Traditional GCL may not learn invariant representations due to non-causal information.
Proposed GCIL method enhances GCL by focusing on causal factors.
Introduction:
Graph Neural Networks (GNNs) excel in aggregating information from neighborhoods.
Self-supervised learning gains popularity due to label-free settings.
Related Work:
GNNs like GCN, GAT, and GraphSAGE show competitive performance.
Self-supervised methods like DGI, MVGRL, and GRACE have been successful.
Causal Analysis on GCL:
Structural causal model (SCM) analysis reveals the importance of causal and non-causal factors.
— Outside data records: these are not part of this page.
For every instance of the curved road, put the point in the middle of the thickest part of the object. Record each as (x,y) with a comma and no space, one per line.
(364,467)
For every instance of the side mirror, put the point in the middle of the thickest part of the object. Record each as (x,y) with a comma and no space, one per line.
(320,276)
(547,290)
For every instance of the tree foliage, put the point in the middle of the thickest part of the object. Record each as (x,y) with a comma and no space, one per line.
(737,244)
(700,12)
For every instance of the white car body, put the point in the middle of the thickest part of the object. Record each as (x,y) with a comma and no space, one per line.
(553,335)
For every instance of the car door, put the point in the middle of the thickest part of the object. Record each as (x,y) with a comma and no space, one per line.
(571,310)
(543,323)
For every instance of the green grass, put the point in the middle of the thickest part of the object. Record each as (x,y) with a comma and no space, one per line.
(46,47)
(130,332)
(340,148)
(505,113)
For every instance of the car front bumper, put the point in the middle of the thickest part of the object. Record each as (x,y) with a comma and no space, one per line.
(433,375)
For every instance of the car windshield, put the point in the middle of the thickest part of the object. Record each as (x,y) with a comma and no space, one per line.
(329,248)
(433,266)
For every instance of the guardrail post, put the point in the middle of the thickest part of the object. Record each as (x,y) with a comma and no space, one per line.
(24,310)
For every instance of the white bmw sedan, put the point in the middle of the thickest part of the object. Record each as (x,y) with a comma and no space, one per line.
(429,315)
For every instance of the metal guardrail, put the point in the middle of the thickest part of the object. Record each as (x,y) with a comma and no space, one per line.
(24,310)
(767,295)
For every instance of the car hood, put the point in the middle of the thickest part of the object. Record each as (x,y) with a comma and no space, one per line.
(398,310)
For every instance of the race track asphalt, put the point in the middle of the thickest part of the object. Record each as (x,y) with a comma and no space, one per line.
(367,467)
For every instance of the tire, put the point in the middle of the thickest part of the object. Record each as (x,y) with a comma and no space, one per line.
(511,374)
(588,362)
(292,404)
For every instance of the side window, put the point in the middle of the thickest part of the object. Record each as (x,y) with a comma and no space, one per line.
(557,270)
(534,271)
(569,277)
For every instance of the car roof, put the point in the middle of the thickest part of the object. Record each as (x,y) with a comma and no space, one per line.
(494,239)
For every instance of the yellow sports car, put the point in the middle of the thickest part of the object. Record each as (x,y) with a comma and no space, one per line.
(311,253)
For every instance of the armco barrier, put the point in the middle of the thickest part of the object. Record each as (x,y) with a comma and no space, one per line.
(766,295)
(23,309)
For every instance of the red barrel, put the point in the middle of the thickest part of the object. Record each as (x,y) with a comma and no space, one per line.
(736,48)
GCL may fail to capture invariant causal factors due to graph augmentation strategies.
The Proposed Model: GCIL:
GCIL introduces spectral graph augmentation and invariance/independence objectives.
Invariance objective ensures consistent representations, while the independence objective eliminates confounders' influence.
Experiments:
GCIL outperforms baselines on node classification tasks across various datasets.
Ablation Studies:
Invariance objective has the most significant impact on performance.
Independence objective and spectral augmentation also contribute to improved results.
Hyper-parameter Sensitivity:
α, β, and γ hyper-parameters influence the model's performance.
Visualization:
Correlation matrix visualization shows GCIL effectively captures orthogonal information in representations.
Stats
GCL ist in der Lage, invariante Repräsentationen zu lernen, indem positive und negative Paare kontrastiert werden.
Die SCM zeigt, dass GCL Schwierigkeiten hat, kausale Variablen zu erfassen.
GCIL verwendet spektrale Graphaugmentation und Invarianz-/Unabhängigkeitsziele.
Quotes
"Die SCM zeigt, dass GCL Schwierigkeiten hat, kausale Variablen zu erfassen."
"GCIL verwendet spektrale Graphaugmentation und Invarianz-/Unabhängigkeitsziele."